Gabe staggered and almost went to his knees there in the driveway. “Audrey!”

No answer.

Screw the pain in his foot. He didn’t care if the fucking thing fell off.

Redoubling his speed, he leaped onto the porch and slammed through the front door. Smoke. It clogged his nose and assaulted his eyes. Flames danced in the hallway, eating their way across the floor and ceiling into the living room.

“Audrey!”

He spotted a body in the flames, grotesquely withered into a husk, and his heart stopped.

“No!” His voice was a raw gasp. He lurched forward, reaching out towards the charred remains, determined to get her out of the fire, even though he knew it was too late.

Except…

The body was too tall, and what was left of the clothes were all wrong. Dark hair still clung to the charred skin in dark hanks.

It wasn’t her.

His heart started beating again, and he looked around, pulling his shirt up to cover his nose and mouth. “Audrey!”

The roar of the flames swallowed the echo of his call, and the house groaned in protest all around him as it succumbed to the fire. Then, a cough—faint, muffled. It came from the right, away from the raging inferno, toward the bedroom.
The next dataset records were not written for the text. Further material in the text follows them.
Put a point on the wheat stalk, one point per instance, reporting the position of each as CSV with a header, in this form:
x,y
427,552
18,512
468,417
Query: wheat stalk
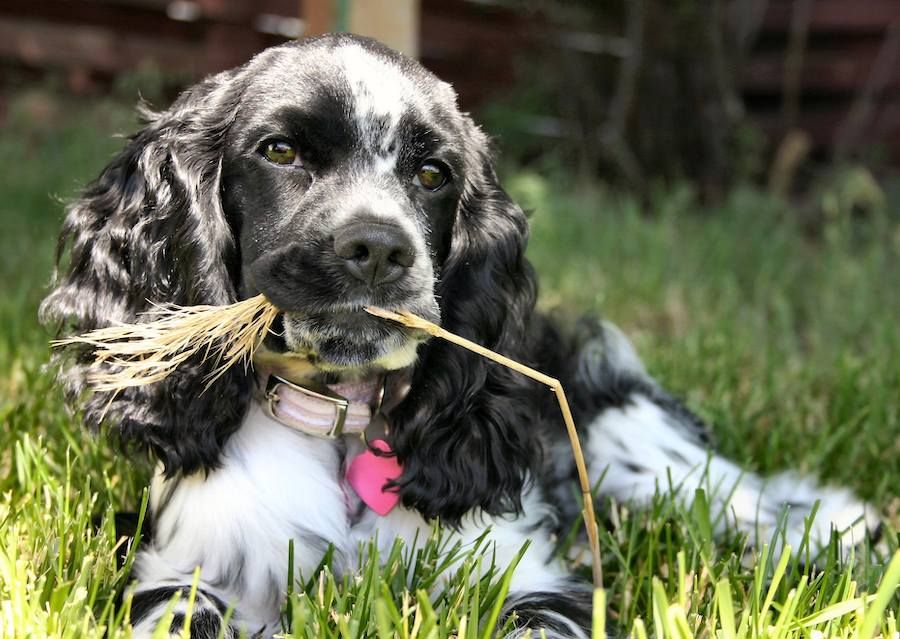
x,y
590,521
149,352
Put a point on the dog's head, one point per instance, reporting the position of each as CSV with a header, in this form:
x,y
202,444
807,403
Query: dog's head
x,y
328,174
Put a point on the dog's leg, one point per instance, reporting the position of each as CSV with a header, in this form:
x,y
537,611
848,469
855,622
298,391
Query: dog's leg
x,y
644,441
543,594
150,605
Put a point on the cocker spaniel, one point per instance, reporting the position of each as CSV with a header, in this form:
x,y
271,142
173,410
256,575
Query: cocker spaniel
x,y
331,174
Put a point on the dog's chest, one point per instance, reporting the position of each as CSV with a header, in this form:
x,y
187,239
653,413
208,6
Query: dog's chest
x,y
274,485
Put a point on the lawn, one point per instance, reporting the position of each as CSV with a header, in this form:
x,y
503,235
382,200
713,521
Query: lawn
x,y
787,341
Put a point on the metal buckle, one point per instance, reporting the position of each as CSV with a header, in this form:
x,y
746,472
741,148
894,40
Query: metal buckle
x,y
340,404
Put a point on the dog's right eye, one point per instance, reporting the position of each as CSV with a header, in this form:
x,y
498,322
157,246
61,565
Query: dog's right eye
x,y
280,152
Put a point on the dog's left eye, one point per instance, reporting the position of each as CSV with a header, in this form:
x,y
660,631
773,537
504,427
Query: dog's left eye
x,y
280,152
432,175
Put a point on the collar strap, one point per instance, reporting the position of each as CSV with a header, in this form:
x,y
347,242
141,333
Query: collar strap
x,y
321,412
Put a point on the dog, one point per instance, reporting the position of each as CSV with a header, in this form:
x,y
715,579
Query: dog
x,y
332,174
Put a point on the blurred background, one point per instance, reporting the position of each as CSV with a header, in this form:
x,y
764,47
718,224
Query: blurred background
x,y
716,92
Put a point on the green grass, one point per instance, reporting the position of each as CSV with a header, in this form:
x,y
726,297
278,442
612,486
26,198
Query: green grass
x,y
790,345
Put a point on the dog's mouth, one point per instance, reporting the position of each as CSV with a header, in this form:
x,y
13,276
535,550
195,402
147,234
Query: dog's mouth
x,y
348,340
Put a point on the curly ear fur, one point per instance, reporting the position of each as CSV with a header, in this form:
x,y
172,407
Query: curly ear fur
x,y
463,432
151,229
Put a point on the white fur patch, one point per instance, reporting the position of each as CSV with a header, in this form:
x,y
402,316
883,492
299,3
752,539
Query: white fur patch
x,y
381,95
640,446
276,484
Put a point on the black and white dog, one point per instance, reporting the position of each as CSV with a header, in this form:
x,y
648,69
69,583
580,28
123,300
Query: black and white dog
x,y
332,174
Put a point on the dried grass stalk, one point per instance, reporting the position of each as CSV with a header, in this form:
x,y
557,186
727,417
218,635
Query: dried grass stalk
x,y
149,352
590,520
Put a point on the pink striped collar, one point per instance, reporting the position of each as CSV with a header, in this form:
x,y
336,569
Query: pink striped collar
x,y
329,412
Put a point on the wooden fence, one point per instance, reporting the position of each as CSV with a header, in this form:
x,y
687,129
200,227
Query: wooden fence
x,y
843,90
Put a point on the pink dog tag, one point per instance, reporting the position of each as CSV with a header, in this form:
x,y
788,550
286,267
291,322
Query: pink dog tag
x,y
368,474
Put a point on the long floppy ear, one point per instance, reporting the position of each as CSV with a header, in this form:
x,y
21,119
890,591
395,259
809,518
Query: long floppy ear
x,y
150,230
463,433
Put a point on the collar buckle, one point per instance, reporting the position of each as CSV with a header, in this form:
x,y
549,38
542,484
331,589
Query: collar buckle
x,y
340,404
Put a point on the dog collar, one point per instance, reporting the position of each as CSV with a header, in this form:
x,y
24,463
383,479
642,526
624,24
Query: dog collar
x,y
328,412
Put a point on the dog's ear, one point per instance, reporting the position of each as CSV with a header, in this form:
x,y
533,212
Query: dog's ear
x,y
151,230
463,433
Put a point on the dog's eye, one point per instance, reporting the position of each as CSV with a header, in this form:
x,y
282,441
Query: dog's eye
x,y
280,152
432,176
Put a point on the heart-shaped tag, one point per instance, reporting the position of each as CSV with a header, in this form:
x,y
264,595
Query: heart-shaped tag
x,y
369,473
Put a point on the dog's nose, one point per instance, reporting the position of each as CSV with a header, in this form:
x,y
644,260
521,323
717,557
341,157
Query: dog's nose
x,y
375,252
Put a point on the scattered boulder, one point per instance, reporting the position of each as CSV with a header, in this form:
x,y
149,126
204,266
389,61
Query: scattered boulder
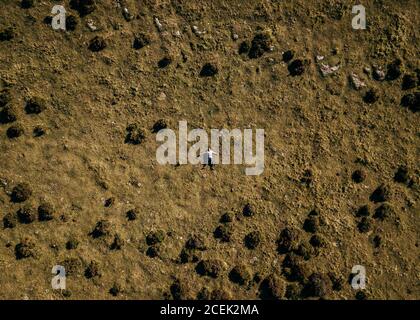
x,y
261,43
153,251
371,96
393,70
177,290
109,202
141,40
72,244
38,131
381,194
15,131
244,47
159,125
196,242
5,98
317,241
115,290
72,266
240,275
71,23
317,286
365,225
272,288
411,101
384,211
287,241
363,211
293,291
358,176
226,217
154,238
164,62
294,268
132,214
223,232
402,175
102,228
26,215
208,70
248,210
25,249
97,44
9,221
26,4
7,115
7,34
288,55
211,268
35,106
92,270
135,134
21,192
409,82
45,212
311,224
117,243
252,240
83,7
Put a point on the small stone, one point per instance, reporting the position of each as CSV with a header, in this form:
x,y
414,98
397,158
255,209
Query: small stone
x,y
26,215
8,115
384,211
9,221
135,134
358,176
21,192
262,42
45,212
132,214
35,106
381,194
208,70
394,70
248,210
223,232
408,82
155,237
288,55
272,288
97,44
102,228
252,240
364,225
363,211
211,268
411,101
26,4
25,249
240,275
317,285
92,270
244,47
141,40
371,96
402,175
164,62
15,131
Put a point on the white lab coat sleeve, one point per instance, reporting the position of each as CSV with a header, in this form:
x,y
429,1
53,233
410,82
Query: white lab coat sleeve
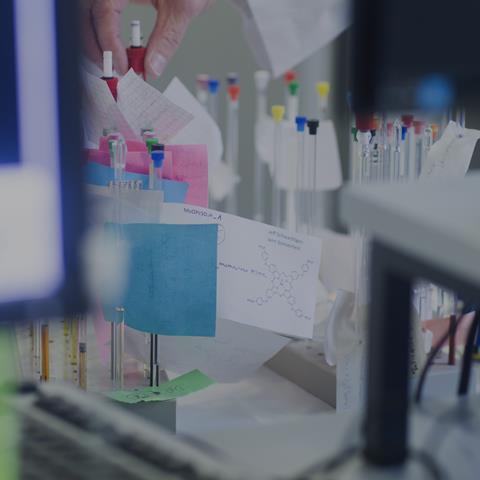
x,y
282,33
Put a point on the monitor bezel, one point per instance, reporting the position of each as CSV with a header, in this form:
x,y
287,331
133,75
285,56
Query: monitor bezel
x,y
70,298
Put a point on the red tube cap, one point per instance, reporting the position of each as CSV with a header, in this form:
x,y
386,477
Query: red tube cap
x,y
136,59
234,92
112,85
290,76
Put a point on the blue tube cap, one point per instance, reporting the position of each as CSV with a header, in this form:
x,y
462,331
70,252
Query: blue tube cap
x,y
313,126
301,122
213,85
158,157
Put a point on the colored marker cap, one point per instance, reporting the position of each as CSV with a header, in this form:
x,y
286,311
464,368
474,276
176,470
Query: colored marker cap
x,y
213,85
157,147
232,78
158,158
301,122
407,120
313,126
278,112
323,89
364,122
419,126
202,80
234,92
293,88
150,142
290,76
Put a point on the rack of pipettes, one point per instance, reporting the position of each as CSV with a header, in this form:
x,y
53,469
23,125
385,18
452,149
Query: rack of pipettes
x,y
391,148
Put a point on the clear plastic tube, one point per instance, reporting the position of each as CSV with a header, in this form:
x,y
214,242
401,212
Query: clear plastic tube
x,y
300,197
387,160
232,149
419,148
397,151
213,86
364,138
262,79
277,159
312,174
119,147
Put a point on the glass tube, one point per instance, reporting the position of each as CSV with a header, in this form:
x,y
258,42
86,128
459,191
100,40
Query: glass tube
x,y
300,197
262,79
277,159
232,150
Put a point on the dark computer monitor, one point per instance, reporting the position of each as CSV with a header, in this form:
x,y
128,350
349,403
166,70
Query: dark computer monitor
x,y
414,54
41,193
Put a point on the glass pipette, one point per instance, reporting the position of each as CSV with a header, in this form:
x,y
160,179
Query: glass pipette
x,y
278,112
231,155
262,79
312,173
136,52
301,173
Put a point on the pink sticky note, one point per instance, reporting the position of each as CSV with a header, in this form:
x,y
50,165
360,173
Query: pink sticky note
x,y
183,163
189,164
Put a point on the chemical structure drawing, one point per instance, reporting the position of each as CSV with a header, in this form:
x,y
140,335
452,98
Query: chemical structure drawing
x,y
282,283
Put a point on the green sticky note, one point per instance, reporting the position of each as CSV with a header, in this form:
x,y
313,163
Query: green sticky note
x,y
179,387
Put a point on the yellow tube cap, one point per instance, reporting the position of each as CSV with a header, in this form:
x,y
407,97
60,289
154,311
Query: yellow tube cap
x,y
278,112
323,89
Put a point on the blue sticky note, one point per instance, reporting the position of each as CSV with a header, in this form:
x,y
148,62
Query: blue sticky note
x,y
101,175
172,284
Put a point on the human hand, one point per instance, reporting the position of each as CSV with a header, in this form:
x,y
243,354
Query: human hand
x,y
101,30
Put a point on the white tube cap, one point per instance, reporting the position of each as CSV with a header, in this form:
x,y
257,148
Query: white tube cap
x,y
262,79
136,33
107,64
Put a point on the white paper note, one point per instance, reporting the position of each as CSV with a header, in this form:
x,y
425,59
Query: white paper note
x,y
101,111
337,268
202,129
267,276
145,107
234,353
451,155
287,33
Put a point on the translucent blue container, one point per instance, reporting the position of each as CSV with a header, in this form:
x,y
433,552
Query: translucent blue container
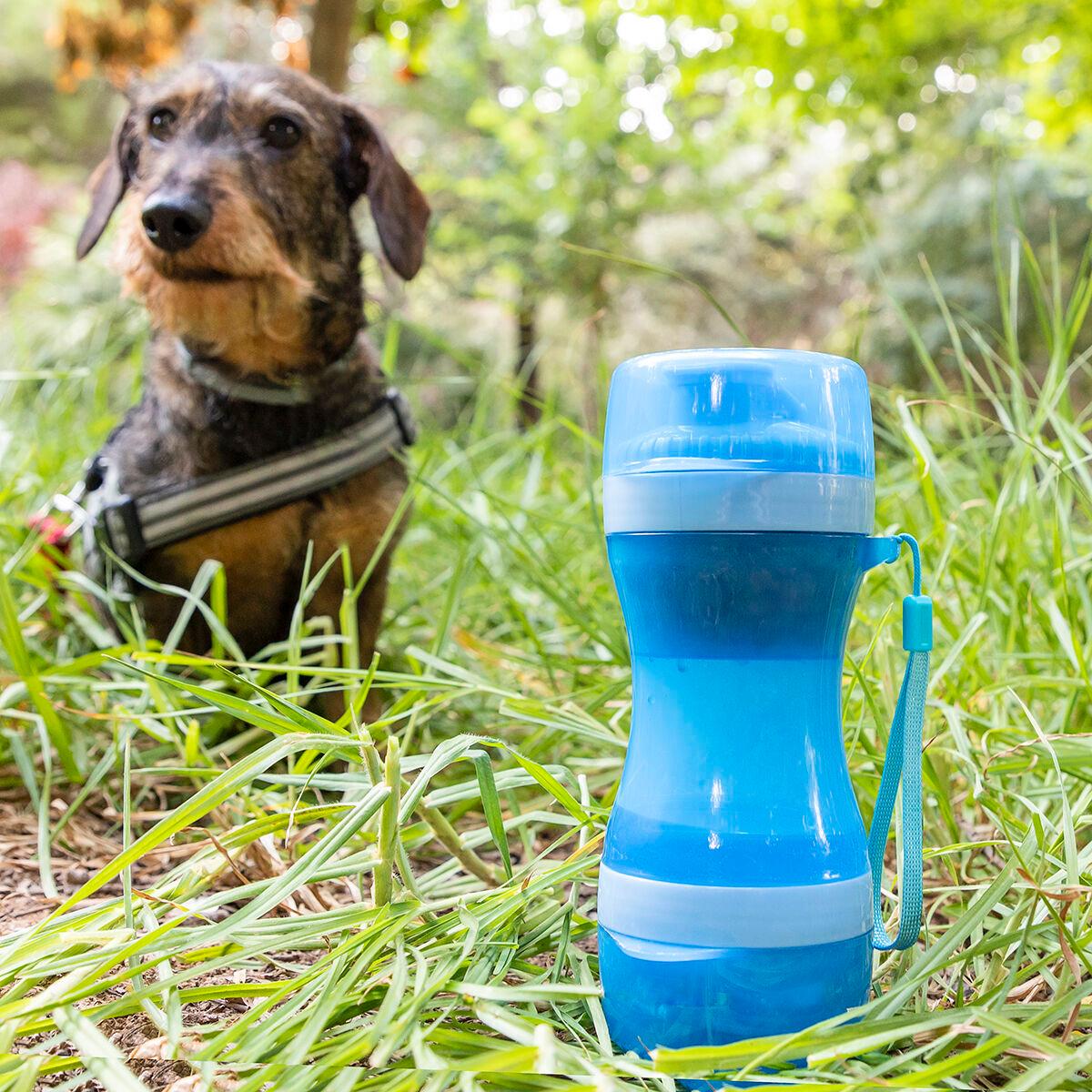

Gabe staggered towards the sound, his instincts overpowering the sharp pain radiating up from his ankle and the fire blistering his skin. He heard another cough, weaker this time, and burst into the room.

“Audrey!”

The sight that greeted him made his breath hitch. There she was, slumped against the far wall under the window, his cane clutched in her hands like a lifeline. It looked as if she’d tried to open the window but hadn’t had the strength to get it all the way up.

He scooped her into his arms and tried not to think about how limp she was, tried not to worry about whether she was breathing. He just hugged her close and got her out of that hell.

Outside, Gabe carried her to the edge of the beach and sat her down where the waves rolled up and kissed the sand. No doubt the salt would sting like a bitch in her burns, but he had to get the chemicals he smelled on her off her skin. She moaned when the ocean rolled over her and struggled against his hold.

“I got you, Aud. Shh, honey. I know it hurts, but I’m here.”